If you are reading this, I am assuming you have the desire to invest, as well as the time to do some homework. However, before you can invest like Buffett, you need a solid knowledge of value investing. Watching financial news and reading articles like this one is a good start, but I recommend you read a few books for any aspiring value investor:
With these two books, you will lay the foundation for your Buffett portfolio. With a sound knowledge of value investing concepts, you will be well prepared to make good stock picks.
Identify favourable stocks
Once you have established your value investing criteria, your goal is to create a list of stocks that match your wish list. For example, let us say you want stocks that are less than 15 times earnings and have a strong financial history to generate 20% returns on assets year after year. Most online brokers offer search functions and other tools to simplify this process and create a list of stocks based on your criteria.
Find companies that have stood the test of time
Once you have a list of stocks whose ratios are attractive, you should narrow it down by choosing companies that do well in recessionary periods. Utilities are an excellent example, which is why Buffett likes to invest in them. Eliminate companies that rely heavily on a strong economy, such as retailers that sell luxury products.
You also need to look for companies that have a durable competitive advantage or a wide moat, as Buffett says. There are several things can give a company an advantage, such as efficiency, scalability or proprietary technology. A good example is Coca-Cola; it has an amazing distribution network as well as an extremely valuable brand name that gives it pricing power.
Invest in good management
It is hard to put a face on the value of good management. Buffett will only invest in a stock if he trusts management and thinks they will continually act in the best interests of shareholders. Positive signs include a history of dividend growth and buybacks (both ways of returning capital to investors) and an excellent reputation.

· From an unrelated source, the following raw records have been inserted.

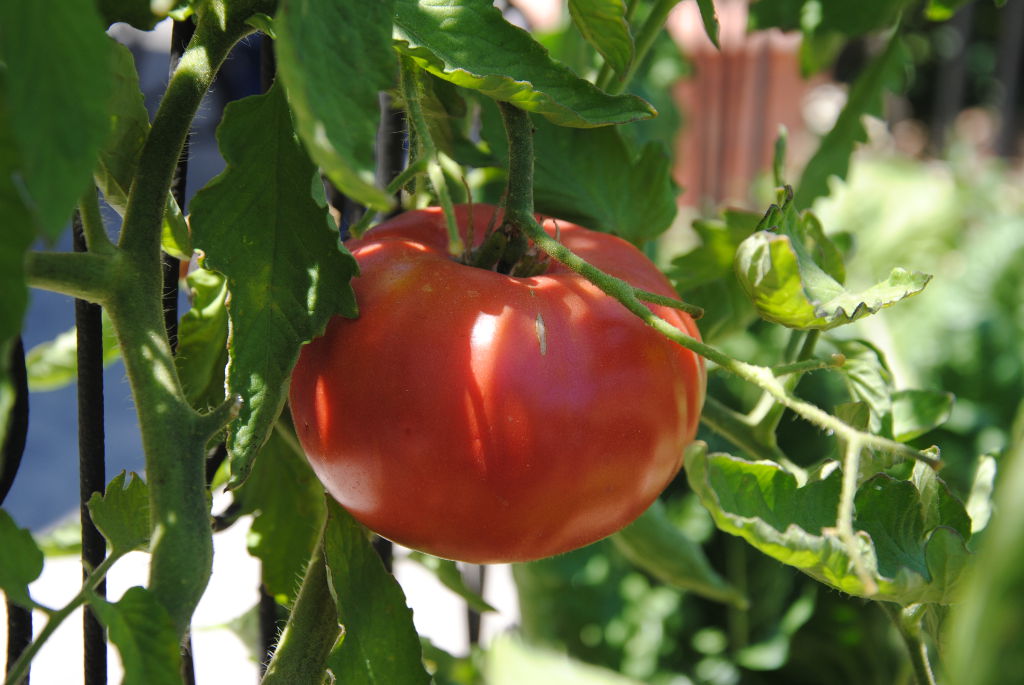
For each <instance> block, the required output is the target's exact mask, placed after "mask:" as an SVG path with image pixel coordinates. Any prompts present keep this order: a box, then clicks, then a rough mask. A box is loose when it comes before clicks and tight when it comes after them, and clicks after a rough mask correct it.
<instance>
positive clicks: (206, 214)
mask: <svg viewBox="0 0 1024 685" xmlns="http://www.w3.org/2000/svg"><path fill="white" fill-rule="evenodd" d="M253 131H260V133H261V136H262V141H263V143H262V144H260V145H253V144H252V132H253ZM217 138H218V141H219V143H220V151H221V153H222V154H223V156H224V159H225V160H226V162H227V168H226V169H225V171H224V172H223V173H221V174H220V175H219V176H217V177H216V178H215V179H214V180H212V181H211V182H210V184H209V185H207V186H206V187H205V188H203V190H201V191H200V192H199V194H198V195H197V196H196V198H195V199H194V200H193V203H191V210H193V211H191V227H193V237H194V240H195V244H196V246H197V247H198V248H199V249H202V250H203V251H204V253H205V258H204V262H203V263H204V265H205V266H206V267H207V268H211V269H214V270H217V271H220V272H221V273H223V274H224V275H225V276H226V277H227V284H228V291H229V292H230V299H229V301H228V305H227V309H228V312H229V314H230V319H231V336H230V341H229V347H228V354H229V358H230V361H229V365H228V369H227V385H228V389H229V391H230V392H231V393H232V394H237V395H239V396H240V397H242V399H243V404H242V410H241V414H240V416H239V419H238V420H237V421H236V422H234V423H233V424H232V425H231V426H230V430H229V433H228V439H227V448H228V453H229V455H230V459H231V472H232V482H233V483H234V484H238V483H239V482H241V481H242V480H244V479H245V477H246V475H247V474H248V472H249V469H250V467H251V462H252V459H253V457H254V456H255V455H256V453H257V452H258V451H259V448H260V447H261V446H262V444H263V442H264V441H265V440H266V438H267V436H268V435H269V432H270V429H271V428H272V426H273V422H274V421H275V420H276V418H278V415H279V414H281V410H282V406H284V403H285V399H286V395H287V384H288V379H289V376H290V374H291V371H292V368H293V367H294V366H295V361H296V359H297V358H298V354H299V348H300V346H301V345H302V344H303V343H305V342H307V341H309V340H311V339H312V338H313V337H315V336H316V335H318V334H319V333H321V332H323V330H324V327H325V326H327V322H328V319H329V318H330V317H331V316H333V315H335V314H345V315H349V316H351V315H354V314H355V300H354V295H353V294H352V290H351V287H350V286H349V284H348V281H349V279H350V277H351V276H352V274H353V273H355V271H356V266H355V260H354V259H352V256H351V255H350V254H348V252H347V251H346V250H345V249H344V247H343V246H341V245H340V243H339V242H338V237H337V232H335V231H334V230H332V226H333V222H332V220H331V218H330V215H329V214H328V212H327V207H326V203H325V202H324V198H323V195H324V194H323V185H322V184H321V180H319V175H318V173H317V172H316V169H315V168H314V167H313V165H312V163H311V162H310V161H309V158H308V157H306V154H305V152H304V151H303V149H302V146H301V145H300V144H299V141H298V139H297V138H296V136H295V132H294V129H293V128H292V118H291V114H290V112H289V109H288V104H287V102H286V101H285V96H284V92H283V91H282V88H281V87H280V86H276V85H275V86H274V87H273V88H271V89H270V90H269V91H268V92H267V93H266V94H264V95H254V96H251V97H247V98H245V99H243V100H239V101H236V102H232V103H231V104H229V105H228V106H227V109H226V111H225V113H224V118H223V121H222V123H221V125H220V127H219V128H218V129H217ZM314 194H318V197H316V196H315V195H314Z"/></svg>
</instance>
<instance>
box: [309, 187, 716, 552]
mask: <svg viewBox="0 0 1024 685" xmlns="http://www.w3.org/2000/svg"><path fill="white" fill-rule="evenodd" d="M496 211H498V210H496V208H494V207H492V206H483V205H475V206H469V207H468V206H460V207H457V211H456V214H457V218H458V222H459V225H460V227H461V229H462V231H463V237H464V239H465V240H466V242H467V245H470V246H471V248H470V252H469V254H474V251H478V250H479V248H480V245H481V244H482V242H483V241H484V237H485V233H484V232H483V231H478V232H477V234H475V236H469V234H468V226H469V225H470V224H472V225H474V226H476V227H477V228H479V227H481V226H486V225H488V222H490V221H492V220H493V218H494V216H495V213H496ZM492 225H493V224H492ZM544 227H545V229H547V230H548V231H549V233H551V234H552V236H555V234H557V236H558V240H560V241H561V242H562V243H563V244H564V245H565V246H566V247H568V248H569V249H571V250H572V251H574V252H577V253H578V254H579V255H580V256H582V257H583V258H585V259H586V260H588V261H589V262H591V263H592V264H594V265H595V266H597V267H598V268H601V269H602V270H604V271H607V272H608V273H610V274H612V275H615V276H618V277H621V279H623V280H625V281H627V282H628V283H630V284H631V285H633V286H634V287H637V288H641V289H643V290H647V291H651V292H654V293H658V294H663V295H666V296H670V297H672V296H675V293H674V291H673V290H672V287H671V285H670V284H669V282H668V281H667V280H666V277H665V276H664V275H663V274H662V273H660V272H659V271H658V269H657V267H656V266H654V264H653V263H651V262H650V261H649V260H648V259H647V258H646V257H645V256H644V255H643V254H642V253H641V252H640V251H639V250H637V249H636V248H635V247H634V246H632V245H630V244H629V243H627V242H625V241H623V240H621V239H618V238H615V237H613V236H610V234H607V233H599V232H595V231H591V230H588V229H586V228H582V227H580V226H575V225H573V224H570V223H567V222H564V221H558V222H557V228H556V225H555V222H554V221H552V220H548V221H545V222H544ZM488 232H489V234H494V231H488ZM446 246H447V236H446V232H445V229H444V219H443V216H442V214H441V212H440V210H439V209H437V208H429V209H425V210H417V211H412V212H408V213H406V214H402V215H399V216H397V217H395V218H394V219H392V220H390V221H387V222H385V223H383V224H381V225H380V226H378V227H376V228H374V229H373V230H371V231H369V232H368V233H367V234H366V237H364V238H362V239H360V240H356V241H351V242H349V244H348V248H349V250H350V251H351V252H352V254H353V255H354V256H355V259H356V260H357V261H358V263H359V269H360V273H361V275H359V276H358V277H356V279H355V280H353V282H352V285H353V288H354V289H355V294H356V297H357V299H358V302H359V310H360V315H359V316H358V318H355V319H345V318H340V317H338V318H335V319H333V320H332V322H331V323H330V324H329V325H328V328H327V331H326V333H325V335H324V336H323V337H321V338H317V339H316V340H314V341H313V342H311V343H310V344H308V345H307V346H305V347H304V348H303V350H302V353H301V355H300V357H299V361H298V365H297V366H296V368H295V372H294V374H293V376H292V386H291V394H290V403H291V408H292V415H293V418H294V421H295V427H296V430H297V433H298V436H299V439H300V441H301V442H302V445H303V447H304V449H305V452H306V454H307V456H308V458H309V462H310V464H311V465H312V467H313V470H314V471H315V472H316V474H317V476H319V478H321V480H322V481H323V482H324V484H325V486H326V487H327V489H328V491H329V493H330V494H331V495H332V496H333V497H334V498H335V499H337V500H338V502H340V503H341V504H342V505H343V506H344V507H345V508H346V509H348V511H349V512H351V514H352V515H353V516H354V517H355V518H356V519H358V520H359V521H361V522H362V523H364V524H366V525H367V526H368V527H369V528H371V529H372V530H374V531H376V532H378V533H380V534H381V536H383V537H385V538H388V539H390V540H393V541H394V542H397V543H399V544H401V545H406V546H408V547H411V548H414V549H418V550H422V551H424V552H428V553H430V554H434V555H436V556H440V557H445V558H450V559H458V560H462V561H470V562H477V563H488V562H510V561H526V560H530V559H538V558H542V557H546V556H551V555H553V554H558V553H561V552H566V551H569V550H571V549H575V548H578V547H582V546H584V545H587V544H589V543H592V542H595V541H597V540H599V539H601V538H604V537H606V536H608V534H610V533H612V532H615V531H616V530H618V529H620V528H622V527H623V526H625V525H627V524H628V523H630V522H631V521H632V520H633V519H635V518H636V517H637V516H638V515H639V514H640V513H641V512H643V511H644V510H645V509H646V508H647V507H648V506H649V505H650V504H651V502H653V500H654V499H655V498H656V497H657V495H658V494H659V493H660V491H662V489H663V488H664V487H665V486H666V485H667V484H668V483H669V481H670V480H672V478H673V477H674V476H675V475H676V474H677V472H678V471H679V469H680V467H681V466H682V455H683V449H684V447H685V446H686V445H687V444H689V443H690V442H691V441H692V440H693V437H694V435H695V433H696V428H697V421H698V418H699V414H700V409H701V405H702V403H703V397H705V386H706V375H705V368H703V362H702V360H701V359H700V357H698V356H697V355H696V354H694V353H693V352H690V351H689V350H686V349H684V348H683V347H680V346H678V345H676V344H675V343H673V342H671V341H669V340H667V339H666V338H664V337H662V336H660V335H658V334H657V333H656V332H655V331H653V330H652V329H650V328H648V327H647V326H645V325H644V324H643V322H641V320H640V319H639V318H637V317H636V316H634V315H633V314H632V313H630V312H629V311H627V310H626V309H625V308H624V307H623V306H622V305H621V304H620V303H618V302H616V301H614V300H613V299H611V298H609V297H607V296H606V295H604V294H603V293H602V292H600V291H599V290H598V289H597V288H596V287H595V286H593V285H592V284H590V283H589V282H587V281H586V280H584V279H583V277H582V276H580V275H579V274H577V273H574V272H572V271H569V270H568V269H566V268H564V267H563V266H562V265H561V264H559V263H554V262H552V263H549V264H546V265H545V266H546V269H545V272H544V273H542V274H539V275H529V276H517V275H511V274H506V273H501V272H498V271H496V270H486V269H484V268H475V267H474V266H472V265H467V264H464V263H461V262H460V261H458V260H456V259H453V258H452V257H451V255H449V253H447V250H446ZM475 253H476V254H478V252H475ZM651 308H652V309H653V310H654V311H655V312H656V313H657V314H658V315H660V316H663V317H665V318H666V319H667V320H669V322H671V323H672V324H673V325H675V326H677V327H678V328H679V329H680V330H682V331H683V332H685V333H686V334H687V335H690V336H694V337H698V335H699V334H698V333H697V329H696V326H695V325H694V323H693V320H692V319H691V318H690V317H689V316H688V315H687V314H686V313H684V312H681V311H678V310H675V309H671V308H668V307H663V306H657V305H651Z"/></svg>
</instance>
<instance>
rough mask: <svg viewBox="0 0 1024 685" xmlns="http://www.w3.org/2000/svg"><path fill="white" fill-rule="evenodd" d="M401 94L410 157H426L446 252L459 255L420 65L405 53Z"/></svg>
mask: <svg viewBox="0 0 1024 685" xmlns="http://www.w3.org/2000/svg"><path fill="white" fill-rule="evenodd" d="M401 95H402V98H403V99H404V100H406V114H407V115H408V117H409V122H410V126H411V128H412V129H413V131H414V132H415V135H414V136H413V139H414V140H415V141H416V146H417V154H416V156H415V160H413V161H415V162H419V161H420V160H426V163H427V177H428V178H429V179H430V184H431V185H432V186H433V187H434V192H436V194H437V200H438V202H439V203H440V205H441V210H442V211H443V212H444V225H445V226H446V227H447V232H449V252H450V253H451V254H453V255H462V253H463V252H464V251H465V249H466V247H465V245H464V244H463V242H462V236H461V234H460V233H459V225H458V223H457V222H456V220H455V206H454V205H453V204H452V195H451V194H450V192H449V189H447V181H445V180H444V173H443V171H442V170H441V166H440V163H439V162H438V161H437V147H436V146H435V145H434V140H433V138H431V137H430V129H429V128H428V126H427V119H426V116H424V114H423V106H422V104H421V101H422V99H423V81H422V76H421V74H420V68H419V67H417V66H416V63H415V62H414V61H413V60H412V59H410V58H409V57H402V58H401Z"/></svg>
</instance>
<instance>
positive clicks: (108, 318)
mask: <svg viewBox="0 0 1024 685" xmlns="http://www.w3.org/2000/svg"><path fill="white" fill-rule="evenodd" d="M101 323H102V330H103V366H104V367H108V366H110V365H112V363H114V362H115V361H116V360H117V359H118V358H120V356H121V348H120V347H118V336H117V333H116V332H115V331H114V325H113V324H111V319H110V316H108V314H106V311H105V310H103V312H102V318H101ZM25 366H26V369H27V371H28V374H29V389H30V390H32V391H33V392H45V391H47V390H57V389H59V388H63V387H67V386H68V385H71V384H72V383H75V382H76V381H77V380H78V331H77V330H76V329H74V328H73V329H71V330H70V331H65V332H63V333H61V334H59V335H58V336H57V337H55V338H53V339H52V340H47V341H46V342H42V343H39V344H38V345H36V346H35V347H33V348H32V349H30V350H29V351H28V353H26V355H25Z"/></svg>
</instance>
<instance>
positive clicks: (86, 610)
mask: <svg viewBox="0 0 1024 685" xmlns="http://www.w3.org/2000/svg"><path fill="white" fill-rule="evenodd" d="M73 232H74V245H75V251H76V252H85V251H86V244H85V238H84V236H83V234H82V221H81V217H80V216H79V215H78V213H77V212H76V214H75V219H74V221H73ZM75 326H76V327H77V330H78V465H79V495H80V500H79V511H80V516H81V521H82V577H83V579H85V577H86V576H88V574H89V572H91V571H92V569H93V568H95V567H96V566H98V565H99V564H100V563H102V561H103V558H104V557H105V556H106V542H105V541H104V540H103V537H102V536H101V534H100V532H99V530H97V529H96V526H95V525H93V523H92V518H91V517H90V516H89V509H88V506H87V504H88V502H89V498H91V497H92V494H93V493H100V494H102V493H103V489H104V487H105V483H106V473H105V461H106V460H105V455H104V452H105V446H104V439H105V438H104V434H103V328H102V319H101V312H100V308H99V305H97V304H93V303H91V302H86V301H85V300H75ZM96 594H97V595H98V596H100V597H105V596H106V584H105V582H103V583H100V584H99V585H98V586H97V587H96ZM82 630H83V637H84V649H85V651H84V659H85V660H84V663H83V668H84V673H85V685H104V684H105V683H106V631H105V629H104V628H103V626H102V624H100V623H99V620H98V619H97V618H96V615H95V613H94V612H93V610H92V607H90V606H86V608H85V612H84V616H83V625H82Z"/></svg>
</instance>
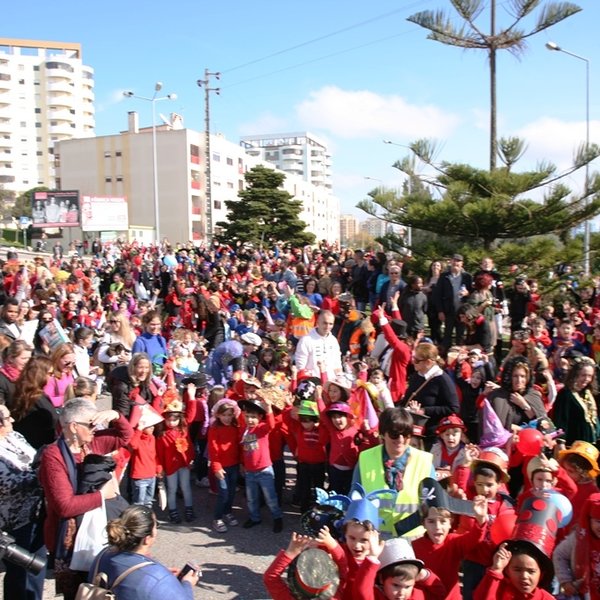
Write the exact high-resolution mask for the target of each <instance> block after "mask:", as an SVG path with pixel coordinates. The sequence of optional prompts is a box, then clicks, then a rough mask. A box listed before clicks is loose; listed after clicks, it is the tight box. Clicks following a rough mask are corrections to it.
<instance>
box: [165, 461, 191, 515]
mask: <svg viewBox="0 0 600 600" xmlns="http://www.w3.org/2000/svg"><path fill="white" fill-rule="evenodd" d="M178 487H179V488H181V492H182V493H183V503H184V505H185V506H192V487H191V485H190V470H189V469H188V468H187V467H181V469H179V470H178V471H175V473H173V474H171V475H167V506H168V507H169V510H176V509H177V488H178Z"/></svg>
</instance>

Trade aggressively in difficult times
It is generally a bad idea to mimic the market. Long-term investors are likely to do well no matter when they buy.
However, it is important to look for good opportunities in tough economic times. I often tell people that one of the secrets of being a successful value investor is that they love market corrections because they offer the best buying opportunities.
Buffett invests money in good times and bad, but he did a great job by taking advantage of some buying opportunities during and shortly after the financial crisis, such as with the Bank of America deal.
Follow a long-term mindset
Regarding Berkshire Hathaway's equity portfolio, Buffett said that "his preferred holding period is for the long term". However, this does not necessarily mean that Berkshire will hold any of its stocks forever. In fact, Buffett and his team sell shares regularly, and there are many good reasons for this.
What Warren Buffett is trying to say here is that he makes his investments with a long-term time horizon. In other words: If he cannot imagine holding the stock for years, he will not buy it at all. "If you're not willing to own a stock for 10 years, don't even think about holding it for 10 minutes," Buffett said. Buying shares because you think the company will have a good quarter or because a hot new product will be released, next year is just not Buffett's way.